Probabilistic regression techniques in control and robotics applications have to fulfill different criteria of data-driven adaptability, computational efficiency, scalability to high dimensions, and the capacity to deal with different modalities in the data. Classical regressors usually fulfill only a subset of these properties. In this work, we extend seminal work on Bayesian nonparametric mixtures and derive an efficient variational Bayes inference technique for infinite mixtures of probabilistic local polynomial models with well-calibrated certainty quantification. We highlight the model’s power in combining data-driven complexity adaptation, fast prediction, and the ability to deal with discontinuous functions and heteroscedastic noise. We benchmark this technique on a range of large real-world inverse dynamics datasets, showing that the infinite mixture formulation is competitive with classical Local Learning methods and regularizes model complexity by adapting the number of components based on data and without relying on heuristics. Moreover, to showcase the practicality of the approach, we use the learned models for online inverse dynamics control of a Barrett-WAM manipulator, significantly improving the trajectory tracking performance.

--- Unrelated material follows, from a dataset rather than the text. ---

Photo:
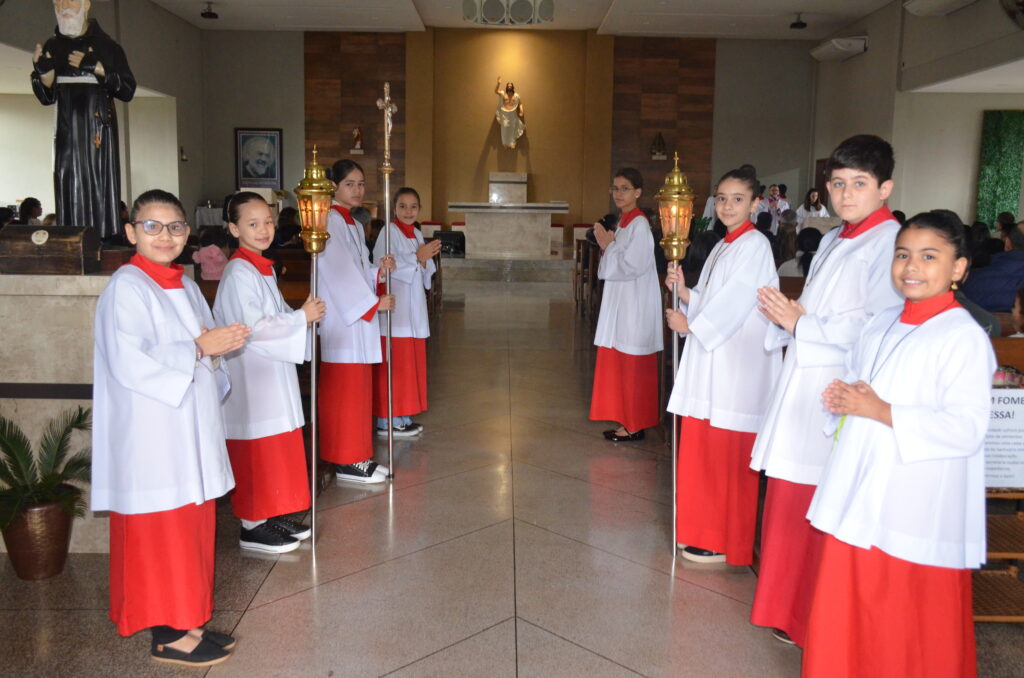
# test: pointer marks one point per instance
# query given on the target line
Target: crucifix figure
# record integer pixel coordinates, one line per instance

We derive and implement approximate inference algorithms for regression. The considered regression method is a probabilistic infinite mixture of local linear regression models that is generative in both inputs and outputs. Complexity is regularized without relying on heuristics. Local regression models are added and pruned automatically, based on the stick-breaking representation of the Dirichlet process prior. The choice of model is taken with applications to robotic control in mind. Those benefit from fast online learning and prediction, data-driven complexity adaptation, modeling of discontinuities, input-dependent noise modeling, and well-calibrated uncertainty quantification. Similar local curve fitting methods rely on computationally expensive Markov chain Monte Carlo schemes. We derive and implement a Gibbs sampling baseline and an efficient variational inference algorithm. We conduct an experimental study on illustrative small-scale and real-world robotic datasets to validate the method and to ablate hyperparameters. The outcome is a software library of inference algorithms for mixture models.

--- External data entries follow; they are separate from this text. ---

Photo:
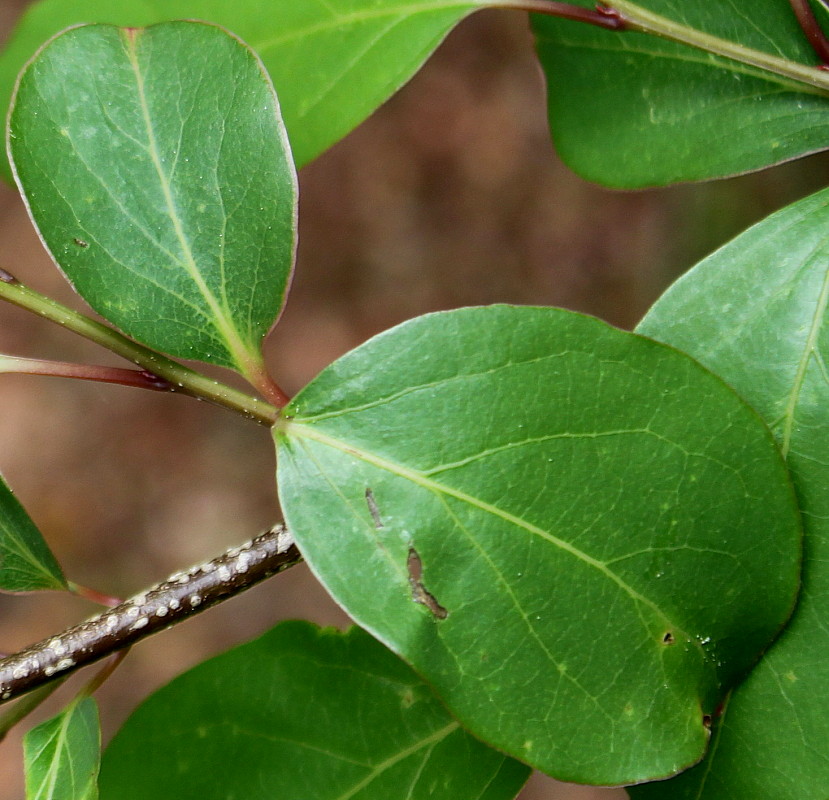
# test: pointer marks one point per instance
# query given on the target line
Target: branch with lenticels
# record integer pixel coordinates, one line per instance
(179, 597)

We design and implement a heuristic algorithm for solving a mixed-integer linear program (MILP) for a scheduling problem in logistics. Cross-docking warehouses distribute goods from suppliers to customers with a storage time of only a few hours. Due to the permanent flow of incoming and outgoing trucks, it is very difficult for managers to schedule the trucks to available gates and to allocate the staff without overlapping assignments or long idle times. Exact methods like branch and bound are computationally restrictive when solving large MILP. In this project we (1) conduct a literature survey on metaheuristics, (2) design a heuristic algorithm to solve the problem efficiently, (3) prototype the algorithm in MATLAB, (4) create an efficient implementation in C++ and (5) evaluate the performance and run-time of the algorithm on test cases. The heuristic algorithm consists of the following elements. (1) A representation for encoding feasible solutions, (2) a fitness function for evaluating solutions, (3) construction of initial solutions, and (4) local search operators to find good solutions in the neighborhood of feasible solutions. The outcome is a heuristic algorithm tailored to the problem and an efficient C++ implementation.

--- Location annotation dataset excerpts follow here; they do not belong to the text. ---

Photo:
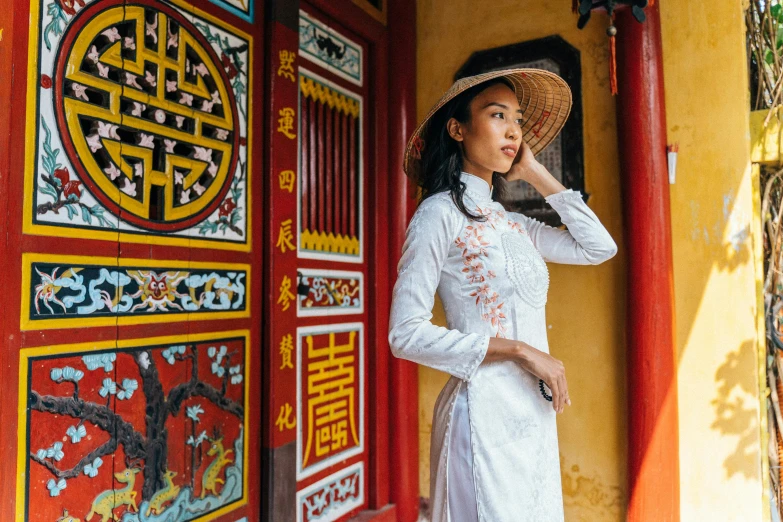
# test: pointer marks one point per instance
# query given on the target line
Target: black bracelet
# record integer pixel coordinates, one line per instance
(543, 392)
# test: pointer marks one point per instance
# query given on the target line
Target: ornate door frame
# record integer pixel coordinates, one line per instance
(123, 291)
(345, 24)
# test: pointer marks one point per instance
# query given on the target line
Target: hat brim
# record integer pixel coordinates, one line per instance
(544, 97)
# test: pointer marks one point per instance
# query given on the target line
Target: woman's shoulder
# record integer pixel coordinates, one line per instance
(438, 205)
(438, 209)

We conduct numerical simulations of multiphase flows, such as bubbles of gas in a liquid. In the medical domain, for instance, micro-bubbles find application in the targeted allocation of drugs in the human body. The Navier-Stokes partial differential equations describing the Newtonian mechanics of viscous fluids can be solved analytically only in simple cases. This makes numerical solutions indispensable. At a scale of a few micrometers, surface tension is the dominating force that drives the bubble motion. We (1) conduct a literature survey on numerical models for the surface tension of bubbles, (2) implement suitable candidates in multiple numerical flow solvers and (3) conduct experiments to evaluate the most accurate model and flow solver.